EXAMPLE A WC powder having an average particle size of 0.6 μm and a Co having an average particle size of 1.0 μm were formed so as to obtain a composition of 99% WC-1% Co.
The powder was weighed, and 1.5% by weight of a molding wax was added to the mixed powder, followed by wet mixing. Next, it was press-formed into various shapes through the respective steps of drying and granulation. The physical properties of the cemented carbide obtained by sintering this pressed compact by special sintering technology are as follows:
The transverse rupture strength was 250 kg / mm ² and the hardness was HRA94.6.

Using this cemented carbide as a substrate, a Ti
The C-alumina film was coated to a thickness of 7 μm. The indexable insert was attached to a holder, and lathing was performed. For comparison, a cutting test was also performed on a coated indexable insert using a conventional carbide substrate. The processing conditions are as follows. Work: ordinary cast iron Work shape: 4 grooves with φ180 mm and width 10 mm Rotation speed: 700 rotations / min Cutting speed: 400 m / min Feeding: 0.2 mm / rotation Depth of cut: 0.3 mm Although normal wear was exhibited after the lapse of time, the comparative material was broken at 5 minutes after the start of the test. It was determined that this was due to plastic deformation due to cutting heat and thermal cracking.

A WC powder having an average particle size of 1.0 μm and a Co powder having an average particle size of 1.0 μm,
Table 1 in the same manner as in Example 1 using Ni powder of m.
Was produced.

[0011]

[Table 1]

Sample No. 7 is a chip used for comparison. Next, a cutting test was performed in the same manner as in the above example. The processing conditions are as follows. Work: S50C (HRC50) Work shape: φ180 mm Four grooves with a width of 10 mm Rotation speed: 320 rotations / min Cutting speed: 180 m / min Feeding: 0.2 mm / rotation Cutting depth: 0.3 mm Life of each sample number (min) In Example 1 of the present invention, 25 minutes
Is 30 minutes, 3 is 42 minutes, 4 is 30 minutes, 5 is 31
In comparison, the comparative material 7 had reached the end of its life in 3 minutes, while that of Comparative Example 7 was 30 minutes. The product of the present invention thus has a very long life.

[0013]

As described above, the CV according to the present invention is
D-coated inserts have a longer tool life than conventional ones.

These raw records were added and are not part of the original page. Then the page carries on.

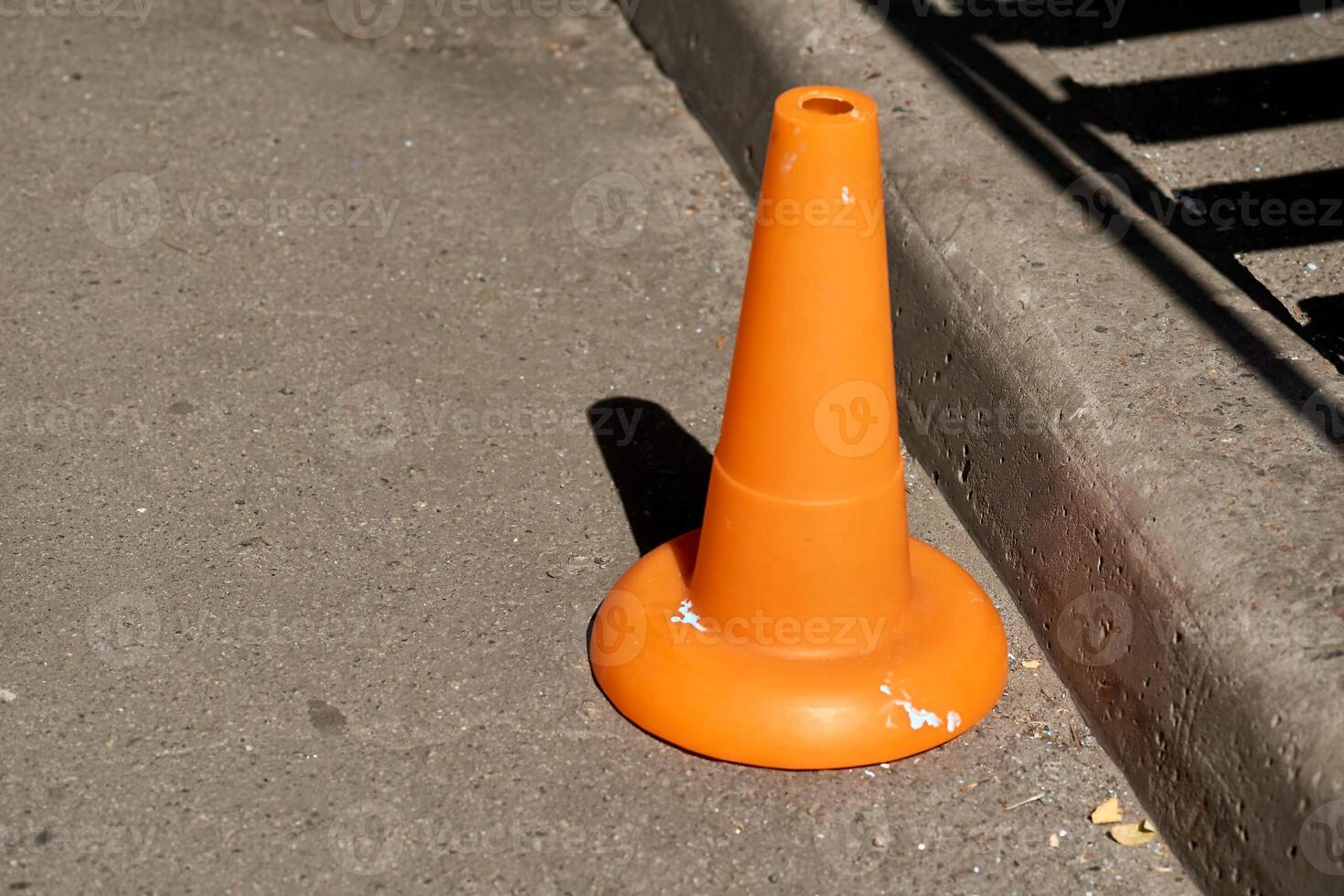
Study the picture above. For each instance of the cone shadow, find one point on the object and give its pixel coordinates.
(660, 470)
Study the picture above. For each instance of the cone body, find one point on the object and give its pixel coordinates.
(803, 627)
(809, 463)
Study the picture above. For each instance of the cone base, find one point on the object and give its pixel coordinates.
(758, 692)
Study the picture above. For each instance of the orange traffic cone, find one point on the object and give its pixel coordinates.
(803, 627)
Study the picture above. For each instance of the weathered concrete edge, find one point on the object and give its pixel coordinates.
(1230, 752)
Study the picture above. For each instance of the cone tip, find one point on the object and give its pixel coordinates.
(824, 105)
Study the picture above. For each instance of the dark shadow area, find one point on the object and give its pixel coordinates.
(1100, 22)
(661, 470)
(1326, 323)
(1218, 102)
(1006, 98)
(1275, 212)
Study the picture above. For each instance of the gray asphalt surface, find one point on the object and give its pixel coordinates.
(305, 520)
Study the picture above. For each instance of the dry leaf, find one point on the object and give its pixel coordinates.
(1108, 813)
(1132, 835)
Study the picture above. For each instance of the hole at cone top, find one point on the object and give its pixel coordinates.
(828, 105)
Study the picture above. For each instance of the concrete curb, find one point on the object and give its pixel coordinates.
(1123, 430)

 ──────────────────────────────────────────────────続 き Continued on the front page (72) Inventor Nobunge Adachi 13-2 Shinizumi, Narita City, Chiba Pref.

Claims (2)

[Claims] 1. A WC-based cemented carbide containing 0.3 to 3% by weight of Co as a metal binder phase, and a metal element belonging to Group 4A, 5A or 6A of the periodic table on the substrate by a chemical vapor deposition method. A coated cemented carbide characterized in that one or more selected from carbides, carbonitrides, nitrides and aluminas are coated in a single layer or multiple layers. 2. The coated cemented carbide according to claim 1,
A coated cemented carbide characterized in that part or all of Co is replaced with Ni.